What works in dementia training and education?

A major study into ‘what works’ when it comes to dementia training and education for the health and care workforce has produced two key resources that are now available on open access.

The What Works in Dementia Training and Education? study, by researchers at Leeds Beckett University in the UK, looked at the ingredients for effective dementia training and education, identifying the programs and approaches that lead to the best outcomes for people with dementia and their families.

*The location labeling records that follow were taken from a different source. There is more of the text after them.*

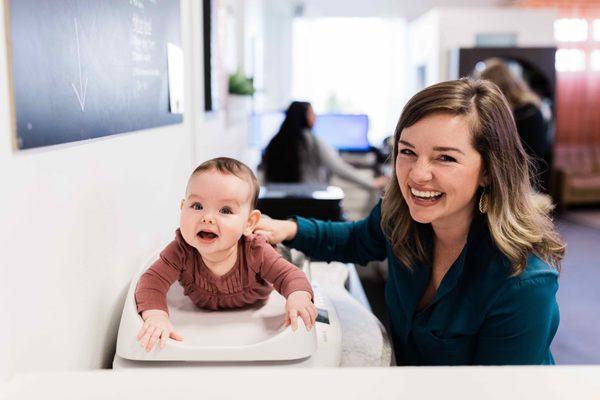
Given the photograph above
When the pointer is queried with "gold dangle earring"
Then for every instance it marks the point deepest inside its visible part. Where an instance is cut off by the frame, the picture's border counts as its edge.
(483, 202)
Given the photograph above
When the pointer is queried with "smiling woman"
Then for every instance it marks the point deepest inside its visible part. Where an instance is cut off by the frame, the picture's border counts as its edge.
(473, 255)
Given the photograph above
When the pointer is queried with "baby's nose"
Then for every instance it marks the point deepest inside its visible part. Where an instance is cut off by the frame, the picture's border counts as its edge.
(208, 219)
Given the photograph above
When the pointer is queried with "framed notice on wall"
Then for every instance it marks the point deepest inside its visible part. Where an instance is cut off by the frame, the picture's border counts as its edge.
(83, 69)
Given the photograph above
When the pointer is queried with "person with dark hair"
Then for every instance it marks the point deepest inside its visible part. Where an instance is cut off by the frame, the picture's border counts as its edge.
(296, 155)
(472, 252)
(532, 127)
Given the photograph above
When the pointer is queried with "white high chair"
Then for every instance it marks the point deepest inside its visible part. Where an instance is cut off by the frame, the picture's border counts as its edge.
(254, 335)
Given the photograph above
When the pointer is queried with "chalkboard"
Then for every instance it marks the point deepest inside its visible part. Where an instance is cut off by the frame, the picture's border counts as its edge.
(84, 69)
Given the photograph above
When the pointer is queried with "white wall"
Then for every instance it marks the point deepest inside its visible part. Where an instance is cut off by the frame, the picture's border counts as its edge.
(437, 32)
(278, 18)
(78, 219)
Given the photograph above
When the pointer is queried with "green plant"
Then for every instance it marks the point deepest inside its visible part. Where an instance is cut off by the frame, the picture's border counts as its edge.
(240, 84)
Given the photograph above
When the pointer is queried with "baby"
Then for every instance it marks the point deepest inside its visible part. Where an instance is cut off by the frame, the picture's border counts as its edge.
(215, 256)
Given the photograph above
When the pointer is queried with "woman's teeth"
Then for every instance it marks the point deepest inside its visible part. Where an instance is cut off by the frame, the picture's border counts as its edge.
(425, 195)
(207, 235)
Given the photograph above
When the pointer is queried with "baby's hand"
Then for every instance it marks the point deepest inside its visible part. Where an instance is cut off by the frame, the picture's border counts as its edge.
(156, 326)
(299, 304)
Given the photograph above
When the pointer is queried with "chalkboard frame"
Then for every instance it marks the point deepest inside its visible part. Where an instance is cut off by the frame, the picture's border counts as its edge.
(130, 116)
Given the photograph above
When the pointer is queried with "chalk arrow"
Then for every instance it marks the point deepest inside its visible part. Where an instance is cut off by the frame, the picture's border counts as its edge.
(82, 85)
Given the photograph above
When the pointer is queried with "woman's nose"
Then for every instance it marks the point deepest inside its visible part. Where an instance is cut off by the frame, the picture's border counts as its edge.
(421, 172)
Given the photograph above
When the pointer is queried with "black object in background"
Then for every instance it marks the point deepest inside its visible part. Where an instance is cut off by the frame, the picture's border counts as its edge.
(87, 69)
(285, 200)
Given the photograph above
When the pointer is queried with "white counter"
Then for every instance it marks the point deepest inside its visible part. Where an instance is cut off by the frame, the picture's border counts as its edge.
(464, 383)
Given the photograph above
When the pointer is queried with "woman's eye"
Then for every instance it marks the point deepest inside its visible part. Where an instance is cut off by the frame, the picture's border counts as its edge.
(226, 210)
(446, 158)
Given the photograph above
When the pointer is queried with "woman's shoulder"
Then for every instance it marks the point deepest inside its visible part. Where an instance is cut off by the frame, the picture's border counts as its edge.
(538, 280)
(537, 271)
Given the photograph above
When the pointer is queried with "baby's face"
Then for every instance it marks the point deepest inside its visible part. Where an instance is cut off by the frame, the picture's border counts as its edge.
(216, 212)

The two key resources produced from the study – the Dementia Training Design and Delivery Audit Tool (DeTDAT) and accompanying Manual – can be used by care and training providers, those commissioning training and others involved in training design, delivery or purchasing to assess how well a training package meets the good practice criteria identified in the study or to inform the development of new training programs. Both resources are freely available to download on the study website, at https://bit.ly/2vAW3YY

The items in the DeTDAT audit tool reflect best practice guidance about the conditions most likely to lead to effective dementia education and training for the health and social care workforce.

Here we’ve summarised some key points for practice, based on the items in the audit tool:

  1. Dementia training programs should be at least 3.5 hours in total, with programs of 8-12 hours in total more likely to lead to positive outcomes for people with dementia and staff. These can be delivered in half, one or multiple day sessions or shorter sessions over several weeks.
  2. Individual training sessions should be at least 2 hours for greatest impact. Anything less is unlikely to change learner attitudes towards dementia, particularly among staff with lower qualifications. Half-day or longer sessions are more likely to significantly change learner attitudes.
  3. Target content specifically to the service setting and role of the staff attending. Staff are unlikely to implement training if they feel it’s not relevant to their role or day-to-day practice.
  4. Training should be interactive (eg discussion, group work, practical activities, experiential exercises, simulation, viewing videos, talks by carers and people with dementia, multimedia on-line content etc). Short periods where the trainer talks at/to the group, interspersed with interactive learning activities works best for learner satisfaction.
  5. Learning via a written resource alone (paper or web-based) is ineffective in improving staff knowledge.
  6. Group discussion should be a core component of training. This allows people to work through complex ideas, ask questions and discuss potential barriers to taking on board the information.
  7. Use realistic scenarios or vignettes to present elements of dementia care and to discuss key issues. Talks or discussions by or including people with dementia and family carers is particularly impactful for learners.
  8. Include opportunities to apply learning in practice.
  9. Give learners the opportunity to bring examples and challenges from their own practice to discuss during the training program.
  10. Teaching the use of structured tools, methods or approaches (eg pain assessment tools, behaviour recording tools, care planning documents etc) is more likely to lead to staff behaviour change.
  11. Small or large group face-to-face learning (alone or with another learning approach) is likely to be most effective.
  12. Don’t use online/web-based learning as the sole learning method. Supplement it with a significant amount of workshop or group-based activities to achieve full engagement.
  13. On-line learning materials should be interactive (eg video clips, quizzes, exercises and activities).